Science

200-year biodiversity gradient mystery solved

Nature: Latitudinal Biodiversity Gradient Due to Climate Change

Scientists from the Universities of Oxford, Leeds and Bristol have solved a 200-year-old mystery about why the number of species of living organisms is greatest near the equator and decreases towards the polar regions. The results of the study are published in the journal Nature .

In both marine and terrestrial ecosystems, animals, plants, and unicellular organisms are known to exhibit a latitudinal biodiversity gradient with a peak at the equator. So far, however, limited fossil evidence has prevented researchers from identifying the causes of the gradient.

The scientists analyzed 434,113 records in the global database of Paleogene and Neogene fossils spanning the last 40 million years of the evolution of foraminifera, single-celled shell organisms that make up a large proportion of marine plankton. The relationship between changes in species numbers over time and space and potential factors such as sea surface temperature and ocean salinity was then examined.

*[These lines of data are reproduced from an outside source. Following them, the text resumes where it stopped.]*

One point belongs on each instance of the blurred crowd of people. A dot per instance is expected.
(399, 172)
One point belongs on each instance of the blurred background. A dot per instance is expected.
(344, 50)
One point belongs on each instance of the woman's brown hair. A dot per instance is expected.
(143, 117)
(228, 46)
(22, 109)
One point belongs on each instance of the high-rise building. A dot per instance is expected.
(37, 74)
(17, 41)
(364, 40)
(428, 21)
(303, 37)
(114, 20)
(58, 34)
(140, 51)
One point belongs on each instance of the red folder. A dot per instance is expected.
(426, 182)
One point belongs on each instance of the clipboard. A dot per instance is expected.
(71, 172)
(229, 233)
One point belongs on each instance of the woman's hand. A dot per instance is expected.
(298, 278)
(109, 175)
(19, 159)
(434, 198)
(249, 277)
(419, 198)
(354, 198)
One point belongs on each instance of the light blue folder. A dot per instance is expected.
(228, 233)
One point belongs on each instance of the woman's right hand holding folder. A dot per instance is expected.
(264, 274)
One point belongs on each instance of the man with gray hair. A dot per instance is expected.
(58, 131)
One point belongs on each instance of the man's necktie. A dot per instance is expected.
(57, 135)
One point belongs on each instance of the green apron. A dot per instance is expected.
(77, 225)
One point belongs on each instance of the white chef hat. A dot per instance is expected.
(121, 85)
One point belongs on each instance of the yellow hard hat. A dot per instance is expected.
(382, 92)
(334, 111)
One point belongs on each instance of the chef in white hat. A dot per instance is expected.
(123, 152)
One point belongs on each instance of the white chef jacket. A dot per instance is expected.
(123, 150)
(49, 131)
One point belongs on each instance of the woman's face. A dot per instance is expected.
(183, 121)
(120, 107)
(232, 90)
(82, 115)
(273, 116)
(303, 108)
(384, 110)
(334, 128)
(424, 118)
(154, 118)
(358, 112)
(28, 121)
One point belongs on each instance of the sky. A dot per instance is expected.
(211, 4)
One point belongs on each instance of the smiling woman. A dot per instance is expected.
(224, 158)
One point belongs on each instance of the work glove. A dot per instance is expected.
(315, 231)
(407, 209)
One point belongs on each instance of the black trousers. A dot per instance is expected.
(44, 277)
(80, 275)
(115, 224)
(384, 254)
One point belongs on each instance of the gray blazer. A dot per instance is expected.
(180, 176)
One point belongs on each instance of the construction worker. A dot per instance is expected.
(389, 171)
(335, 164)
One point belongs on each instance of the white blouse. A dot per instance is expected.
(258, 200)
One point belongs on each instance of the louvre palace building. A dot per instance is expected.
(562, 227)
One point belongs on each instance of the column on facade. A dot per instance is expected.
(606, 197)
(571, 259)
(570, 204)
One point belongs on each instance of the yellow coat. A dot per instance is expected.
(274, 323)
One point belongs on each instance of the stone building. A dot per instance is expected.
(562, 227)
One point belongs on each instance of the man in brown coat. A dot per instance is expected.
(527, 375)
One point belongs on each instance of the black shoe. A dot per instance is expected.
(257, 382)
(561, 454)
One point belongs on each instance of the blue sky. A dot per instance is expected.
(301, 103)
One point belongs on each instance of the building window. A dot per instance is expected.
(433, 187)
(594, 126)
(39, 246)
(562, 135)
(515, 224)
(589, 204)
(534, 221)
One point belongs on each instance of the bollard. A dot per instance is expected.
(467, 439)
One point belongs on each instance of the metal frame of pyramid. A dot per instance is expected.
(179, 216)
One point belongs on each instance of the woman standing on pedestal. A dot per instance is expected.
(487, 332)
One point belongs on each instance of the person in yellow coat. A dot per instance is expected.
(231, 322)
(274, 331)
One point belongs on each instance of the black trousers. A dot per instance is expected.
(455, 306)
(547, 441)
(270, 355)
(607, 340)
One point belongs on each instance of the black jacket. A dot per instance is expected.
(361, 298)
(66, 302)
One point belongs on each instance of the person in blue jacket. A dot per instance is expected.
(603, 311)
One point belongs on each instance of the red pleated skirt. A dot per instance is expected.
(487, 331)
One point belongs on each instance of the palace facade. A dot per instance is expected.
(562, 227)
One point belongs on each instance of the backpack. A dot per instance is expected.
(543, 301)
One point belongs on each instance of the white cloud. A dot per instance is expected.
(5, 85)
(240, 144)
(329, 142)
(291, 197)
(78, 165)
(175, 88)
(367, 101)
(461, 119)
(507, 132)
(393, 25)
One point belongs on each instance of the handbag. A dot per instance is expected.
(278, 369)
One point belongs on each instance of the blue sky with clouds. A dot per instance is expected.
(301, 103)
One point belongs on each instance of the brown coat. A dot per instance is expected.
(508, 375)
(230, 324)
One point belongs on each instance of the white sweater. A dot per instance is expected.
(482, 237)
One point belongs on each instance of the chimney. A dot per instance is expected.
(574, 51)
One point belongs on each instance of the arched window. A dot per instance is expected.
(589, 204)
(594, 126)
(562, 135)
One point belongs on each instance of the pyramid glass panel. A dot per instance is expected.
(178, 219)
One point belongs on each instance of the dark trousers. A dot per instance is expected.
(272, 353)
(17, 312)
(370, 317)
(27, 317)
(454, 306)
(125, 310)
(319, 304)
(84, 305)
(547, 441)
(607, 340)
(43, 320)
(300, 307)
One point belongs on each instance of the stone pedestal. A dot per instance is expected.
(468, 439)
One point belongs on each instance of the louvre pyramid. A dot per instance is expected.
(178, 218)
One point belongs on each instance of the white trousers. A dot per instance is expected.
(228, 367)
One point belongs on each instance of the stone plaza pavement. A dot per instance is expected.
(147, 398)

The modern latitudinal diversity gradient first began to show about 34 million years ago, when the Earth’s climate was moving from warm to cooler. Initially, this gradient remained weak until about 15-10 million years ago, but then it intensified, which coincides with a significant global cooling. Planktonic foraminifera abundance peaked at higher latitudes 40-20 million years ago, but around 18 million years ago, peak diversity shifted between 10 and 20 degrees latitude.

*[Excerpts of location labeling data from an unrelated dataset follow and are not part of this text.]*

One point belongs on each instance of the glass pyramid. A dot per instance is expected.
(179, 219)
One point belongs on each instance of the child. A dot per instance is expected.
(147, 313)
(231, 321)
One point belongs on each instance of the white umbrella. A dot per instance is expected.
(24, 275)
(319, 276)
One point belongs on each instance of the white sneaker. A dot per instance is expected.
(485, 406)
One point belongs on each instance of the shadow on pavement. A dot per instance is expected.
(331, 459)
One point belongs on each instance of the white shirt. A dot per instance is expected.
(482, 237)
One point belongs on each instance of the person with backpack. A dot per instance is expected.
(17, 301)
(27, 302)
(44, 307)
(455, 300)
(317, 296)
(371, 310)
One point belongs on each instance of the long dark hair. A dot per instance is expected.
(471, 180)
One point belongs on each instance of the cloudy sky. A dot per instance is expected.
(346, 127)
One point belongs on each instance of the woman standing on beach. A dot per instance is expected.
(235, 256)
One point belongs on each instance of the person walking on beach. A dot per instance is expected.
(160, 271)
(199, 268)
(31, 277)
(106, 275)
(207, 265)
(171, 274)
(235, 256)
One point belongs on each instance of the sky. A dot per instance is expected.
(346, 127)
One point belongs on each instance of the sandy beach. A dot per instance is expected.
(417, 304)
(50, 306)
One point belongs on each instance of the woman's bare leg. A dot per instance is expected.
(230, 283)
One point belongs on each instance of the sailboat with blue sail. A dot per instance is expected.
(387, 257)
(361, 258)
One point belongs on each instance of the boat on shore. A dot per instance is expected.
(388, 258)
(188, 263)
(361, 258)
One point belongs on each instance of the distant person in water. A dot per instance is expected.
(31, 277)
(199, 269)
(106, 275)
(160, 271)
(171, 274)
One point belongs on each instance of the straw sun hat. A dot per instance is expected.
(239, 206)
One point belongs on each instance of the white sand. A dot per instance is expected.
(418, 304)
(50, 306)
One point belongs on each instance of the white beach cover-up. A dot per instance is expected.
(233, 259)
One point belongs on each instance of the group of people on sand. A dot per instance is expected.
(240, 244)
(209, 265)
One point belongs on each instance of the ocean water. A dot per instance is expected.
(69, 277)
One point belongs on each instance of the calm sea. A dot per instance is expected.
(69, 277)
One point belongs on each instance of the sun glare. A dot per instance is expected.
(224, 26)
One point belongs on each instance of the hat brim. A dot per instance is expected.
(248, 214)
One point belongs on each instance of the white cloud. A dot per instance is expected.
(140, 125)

A strong direct relationship was observed between species richness and sea surface temperature. There was also a positive correlation between species richness and the severity of the thermocline: the temperature gradient that exists between warmer mixed water at the surface of the ocean and cooler deep water below.

The results indicate that the current distribution of species richness of planktonic foraminifera can be explained by an increase in the latitudinal temperature gradient from the equator to the poles over the past 15 million years. This may have created more ecological niches in tropical regions in the water column compared to higher latitudes.